1. A method of voice previewing, comprising:

receiving character input;

caching voice data synthesized from the text input through a voice synthesis service in real time;

and under the condition that the synthesized voice data is cached to reach the playable length, decoding and playing the cached voice data.

2. The method of claim 1, further comprising:

sending the text input to a server;

receiving, in real time, speech data synthesized from the text input by a speech synthesis service from a server.

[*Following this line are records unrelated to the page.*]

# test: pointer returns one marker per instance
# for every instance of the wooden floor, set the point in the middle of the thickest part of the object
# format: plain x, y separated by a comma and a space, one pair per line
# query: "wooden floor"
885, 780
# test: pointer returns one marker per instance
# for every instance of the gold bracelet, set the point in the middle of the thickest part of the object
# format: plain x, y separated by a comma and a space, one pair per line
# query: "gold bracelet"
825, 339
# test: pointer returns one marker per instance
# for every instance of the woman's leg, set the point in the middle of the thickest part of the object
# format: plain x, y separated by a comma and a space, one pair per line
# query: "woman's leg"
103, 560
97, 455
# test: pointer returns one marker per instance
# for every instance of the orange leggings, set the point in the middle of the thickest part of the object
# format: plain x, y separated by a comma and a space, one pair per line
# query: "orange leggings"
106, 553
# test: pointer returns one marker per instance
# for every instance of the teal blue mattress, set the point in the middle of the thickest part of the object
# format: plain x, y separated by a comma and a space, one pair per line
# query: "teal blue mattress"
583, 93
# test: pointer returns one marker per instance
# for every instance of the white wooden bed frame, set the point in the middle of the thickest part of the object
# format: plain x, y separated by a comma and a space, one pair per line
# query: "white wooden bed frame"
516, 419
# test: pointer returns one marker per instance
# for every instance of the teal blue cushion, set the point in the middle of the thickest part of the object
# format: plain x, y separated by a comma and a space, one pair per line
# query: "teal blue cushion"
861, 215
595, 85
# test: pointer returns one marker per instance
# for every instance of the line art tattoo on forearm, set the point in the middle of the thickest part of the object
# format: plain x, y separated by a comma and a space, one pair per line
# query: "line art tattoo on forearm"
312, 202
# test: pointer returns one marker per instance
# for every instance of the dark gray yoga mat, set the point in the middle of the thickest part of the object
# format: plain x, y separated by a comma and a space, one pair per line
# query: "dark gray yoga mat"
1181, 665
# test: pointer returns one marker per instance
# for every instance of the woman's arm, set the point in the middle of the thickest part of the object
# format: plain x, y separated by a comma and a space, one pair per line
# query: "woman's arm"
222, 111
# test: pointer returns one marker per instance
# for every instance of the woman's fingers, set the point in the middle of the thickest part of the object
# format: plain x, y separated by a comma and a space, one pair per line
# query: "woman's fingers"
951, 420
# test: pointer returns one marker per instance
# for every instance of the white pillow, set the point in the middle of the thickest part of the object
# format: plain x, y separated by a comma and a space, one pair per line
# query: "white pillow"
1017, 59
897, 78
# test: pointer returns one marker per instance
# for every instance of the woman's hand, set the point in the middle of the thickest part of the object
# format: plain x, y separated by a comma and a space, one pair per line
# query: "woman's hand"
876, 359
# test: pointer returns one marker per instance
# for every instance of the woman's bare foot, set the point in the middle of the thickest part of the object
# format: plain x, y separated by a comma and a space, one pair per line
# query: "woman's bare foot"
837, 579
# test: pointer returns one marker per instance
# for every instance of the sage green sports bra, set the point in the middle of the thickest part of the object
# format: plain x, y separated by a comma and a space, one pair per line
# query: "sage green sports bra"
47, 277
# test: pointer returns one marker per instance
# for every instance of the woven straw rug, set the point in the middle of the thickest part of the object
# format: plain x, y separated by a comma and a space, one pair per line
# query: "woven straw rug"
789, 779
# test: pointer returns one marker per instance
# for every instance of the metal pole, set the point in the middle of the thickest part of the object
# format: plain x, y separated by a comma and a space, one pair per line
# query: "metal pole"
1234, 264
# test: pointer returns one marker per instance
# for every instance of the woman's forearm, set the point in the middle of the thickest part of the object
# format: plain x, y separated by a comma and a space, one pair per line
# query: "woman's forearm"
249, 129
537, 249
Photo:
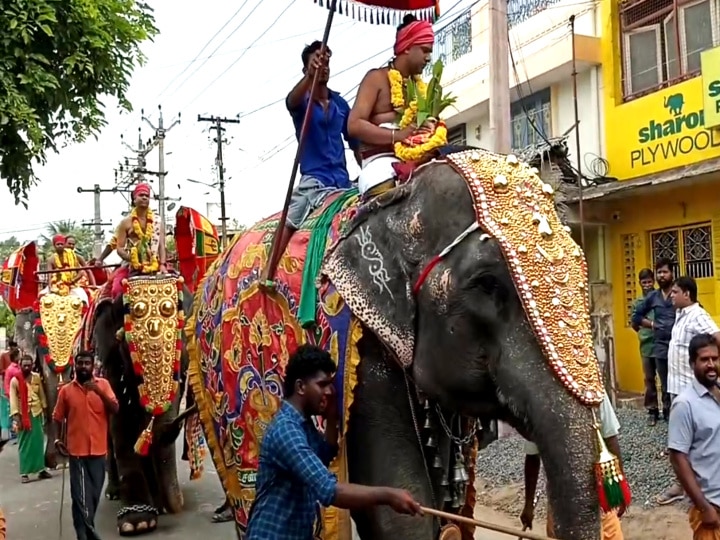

3. The method of claim 2, wherein when a voice setting related to a voice synthesis service is changed, the notification server stops a voice synthesis operation for the text input according to a voice setting before the change using the voice synthesis service, the notification server re-performs the voice synthesis for the text input according to the changed voice setting using the voice synthesis service, and locally re-buffers voice data synthesized from the text input by the voice synthesis service according to the changed voice setting, which is received in real time from the server.

4. The method of claim 1, further comprising:

the text input is locally speech synthesized by a speech synthesis service to obtain speech data.

5. The method of claim 4, wherein when a voice setting related to a voice synthesis service is changed, a voice synthesis operation for the text input according to a voice setting before the change is stopped using the voice synthesis service, the text input is re-voice synthesized according to the changed voice setting using the voice synthesis service, and voice data synthesized from the text input by the voice synthesis service according to the changed voice setting color is re-buffered.

6. An apparatus for voice previewing, comprising:

a receiving unit configured to receive a text input;

a buffer unit configured to buffer voice data synthesized from the text input by a voice synthesis service in real time;

a decoding unit configured to decode the buffered voice data in a case where the synthesized voice data is buffered up to a playable length;

a playing unit configured to play the decoded audio data.

7. The apparatus of claim 6, further comprising:

a transmitting unit configured to transmit the text input to a server,

wherein the receiving unit is further configured to receive, in real time, speech data synthesized from the text input by a speech synthesis service from a server.

8. An electronic device, comprising:

at least one processor;

at least one memory storing computer-executable instructions,

wherein the computer-executable instructions, when executed by the at least one processor, cause the at least one processor to perform the method of any one of claims 1 to 5.

9. A speech processing system, comprising:

a terminal device configured to receive text input, transmit the text input to a server, buffer voice data received from the server and synthesized from the text input through a voice synthesis service in real time, and decode and play the buffered voice data when the received voice data is buffered to a playable length; and

and the server is configured to perform voice synthesis on the text input received from the terminal equipment through a voice synthesis service to obtain voice data, and transmit the obtained voice data to the terminal equipment in real time.

10. A computer-readable storage medium storing instructions that, when executed by at least one processor, cause the at least one processor to perform the method of any one of claims 1 to 5.